I have an appointment to meet this woman friday to talk about purchasing her home. The last time we talked, which was about 2-3 weeks ago, she had told me that she had signed a contract with an investor and was going to call me back if it didn’t work out.
This is the situation:
Her and her husband are moving, they had planned to move on June 7, and now they feel that they don’t know what they are going to do. They want to move this weekend. She can’t make the double payments if she moves. The payment for her mortgage is $690.00 a month. I would like to do the L/O Purchase but the house is only a 2 bed/2 bath and $690 a month is quite high even for rent to own. Just renting this house would go for around $400 to $525 a month If she could pay the $90 and leave me with the $600 to get for the rent, that would work.
She doesn’t have much equity in they house. So I’m thinking that as motivated as she is (boy, if you could hear her over the phone) then maybe she will not even care about what little equity she has.
I really just need a little feedback on this. Maybe some “If it was me then I’d do this” kind of advise.
Thank you for any who reply
I don’t quite understand… I’m doing it so that I can work my way into RE investing. Since she has little equity and doesn’t really care about getting it back, then that would be more of a profit for me when it comes time for my tenant buyer to purchase. The less I have to pay her the more I can keep. Right?
Of course she is motivated! She has no equity, and just needs a “grater fool” to buy her money loser! Remember you make money when you buy, not when you sell. If you buy this thing too high and the rents are less than your mortgage. Why are you bothering? Just to “get in” is one of the dumbest reasons I have heard so far. It is about as dumb as “Real Estate never goes down”.
O.K. I see your point…but just to get in isn’t my motivation. Aren’t rents a little higher when you rent to own anyway. The first year I could charge the $600 for rent and the following year the rent would go up and the next year it would be the same way. Of course I would put that in the agreement with my tenant buyer. The woman selling to me would make up the difference of the mortgage payment and pay the $90 a month…how does that sound? Creativity right?

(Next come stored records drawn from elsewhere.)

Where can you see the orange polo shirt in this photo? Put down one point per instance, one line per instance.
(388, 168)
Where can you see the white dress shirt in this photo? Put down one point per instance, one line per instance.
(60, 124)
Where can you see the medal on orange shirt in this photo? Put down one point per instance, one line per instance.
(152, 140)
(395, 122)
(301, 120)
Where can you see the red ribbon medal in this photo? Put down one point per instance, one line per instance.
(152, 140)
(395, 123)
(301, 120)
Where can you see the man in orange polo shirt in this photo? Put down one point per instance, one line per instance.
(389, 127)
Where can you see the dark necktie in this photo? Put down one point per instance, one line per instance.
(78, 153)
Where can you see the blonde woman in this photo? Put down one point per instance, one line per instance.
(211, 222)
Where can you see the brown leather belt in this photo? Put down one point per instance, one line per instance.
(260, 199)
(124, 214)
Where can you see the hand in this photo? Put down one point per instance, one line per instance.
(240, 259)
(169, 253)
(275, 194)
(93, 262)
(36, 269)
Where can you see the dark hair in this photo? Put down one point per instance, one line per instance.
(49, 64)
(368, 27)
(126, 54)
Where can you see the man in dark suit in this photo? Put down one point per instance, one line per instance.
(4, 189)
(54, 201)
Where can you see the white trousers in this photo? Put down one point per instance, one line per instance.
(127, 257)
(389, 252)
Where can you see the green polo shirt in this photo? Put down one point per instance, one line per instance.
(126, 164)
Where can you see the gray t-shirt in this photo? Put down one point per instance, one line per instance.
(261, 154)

What do they owe, and what is it worth? Never count on future appreciation in your figures, you have to figure what is it worth now. Remember their is always a risk when renting, vacancy, repairs, evictions, trashing and such can easily turn your lil profit into a big loss.
The property is worth about 70k now and she owes about 66k. I understand all the negatives of renting but it would be an agreement that they (my tenant buyer) keep the property in good condition. Honestly, do you think that I’m wasting my time with this?

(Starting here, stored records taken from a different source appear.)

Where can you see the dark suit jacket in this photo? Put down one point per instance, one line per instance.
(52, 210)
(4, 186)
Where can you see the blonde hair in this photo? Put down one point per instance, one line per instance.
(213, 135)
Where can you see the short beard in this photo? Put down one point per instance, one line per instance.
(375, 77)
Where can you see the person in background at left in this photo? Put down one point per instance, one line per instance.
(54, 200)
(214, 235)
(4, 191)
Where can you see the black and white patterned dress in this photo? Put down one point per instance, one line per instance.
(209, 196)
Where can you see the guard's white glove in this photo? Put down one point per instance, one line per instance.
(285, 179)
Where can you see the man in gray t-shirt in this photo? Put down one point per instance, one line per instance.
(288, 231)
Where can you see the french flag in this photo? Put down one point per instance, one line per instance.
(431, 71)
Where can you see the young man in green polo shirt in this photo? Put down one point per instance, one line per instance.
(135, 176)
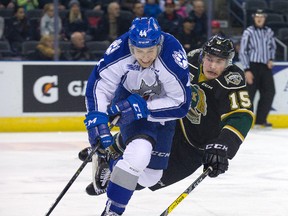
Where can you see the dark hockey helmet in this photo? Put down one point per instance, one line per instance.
(220, 47)
(144, 32)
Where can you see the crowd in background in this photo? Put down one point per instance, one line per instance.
(82, 21)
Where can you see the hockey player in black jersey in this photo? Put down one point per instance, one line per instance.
(219, 118)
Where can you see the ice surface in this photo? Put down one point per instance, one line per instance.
(35, 168)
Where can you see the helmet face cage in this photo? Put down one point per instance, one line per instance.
(144, 32)
(220, 47)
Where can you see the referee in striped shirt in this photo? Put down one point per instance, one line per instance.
(257, 51)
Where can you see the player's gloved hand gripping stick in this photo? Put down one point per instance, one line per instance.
(79, 170)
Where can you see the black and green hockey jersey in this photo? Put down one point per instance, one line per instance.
(220, 110)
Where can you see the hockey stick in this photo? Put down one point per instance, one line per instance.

4 Grand is not a very good upside, you should be looking for at least 8 grand if not 10. You have to factor closing costs, holding costs, taxes, any improvements (even it is just painting and minor repairs).The upside is not that great. If you rent you run the risk of bad tennets, so if you have a “good condition” clause, they don’t care either way. Than you would have to evict them, usually for not paying rent, clean the place up, may cost a lot if they let the dog urinate on everything, the kids draw on the walls, steal the fridge, knock holes in the walls to put a satellite dish in, break windows, damage doors, oil and grease all over the floors. Some people are pigs, and most of them are renters! Than you will have to go out and sue them because their $600 deposit didn’t cover everything. I would pass, just like the first investor did.

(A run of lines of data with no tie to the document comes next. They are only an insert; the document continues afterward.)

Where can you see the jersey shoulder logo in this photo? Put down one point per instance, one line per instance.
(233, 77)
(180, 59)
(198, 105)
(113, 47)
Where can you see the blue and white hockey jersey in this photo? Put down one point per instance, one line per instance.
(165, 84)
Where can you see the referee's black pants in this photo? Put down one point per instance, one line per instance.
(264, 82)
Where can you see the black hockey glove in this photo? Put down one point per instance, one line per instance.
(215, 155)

Thanks for giving me some advise on this situation. It really has helped me decide. I will take your advise and pass on this deal. My wife has also brought up some very good points per our current situation and she feels the same way you do.
I commend you on listening and being real about your so called deal. Breaking into this business is the hardest thing. I was once a “motivated buyer” trying to just get the first deal DONE. I did, didn’t make a whole lot of money on it, and wasted a TON of time.
With this business you must find motivated sellers and be able to recognize when there is a deal and what kind of deal. That all comes with time and experience. I wish you all the luck in the world!!
Lets see…to answer you, Mark, I can’t get my own mortgage on the property because of my credit and I don’t qualify for FHA/VA loans because I’m self-employed and I don’t have two years of W2’s to show my income. So that’s out of the question. I have been contacted by some hard money lenders but it’s for 70% of after repair and the owners of the property have already made some repairs on the house.
To you, Jared, I would like to thank you for your words and for sharing your experience of your first deal. You are absolutely right about it being hard breaking into this business. It’s been a few months now since we (my wife and I) started collecting information and learning about so many different ways to do real estate. Nothing will stand in our way, though. We’re serious about making RE investing our career.Best of luck to you as well!!
I am in the same boat as you and your wife. Only my brother is along with me. We have just finished incorporating and are soo new to this.
There is no way we can let anything stop us. I guess we have ran up to the same wall when it comes to experience and financing.
DON’T LET ANYTHING STOP YOU!! Anything worth having doesn’t come easy. Especially RE investing. The world meets nobody half way. So don’t give up! There are going to be lots of brick walls, just climb over them and keep on keepin’ on. Just some words of encouragement.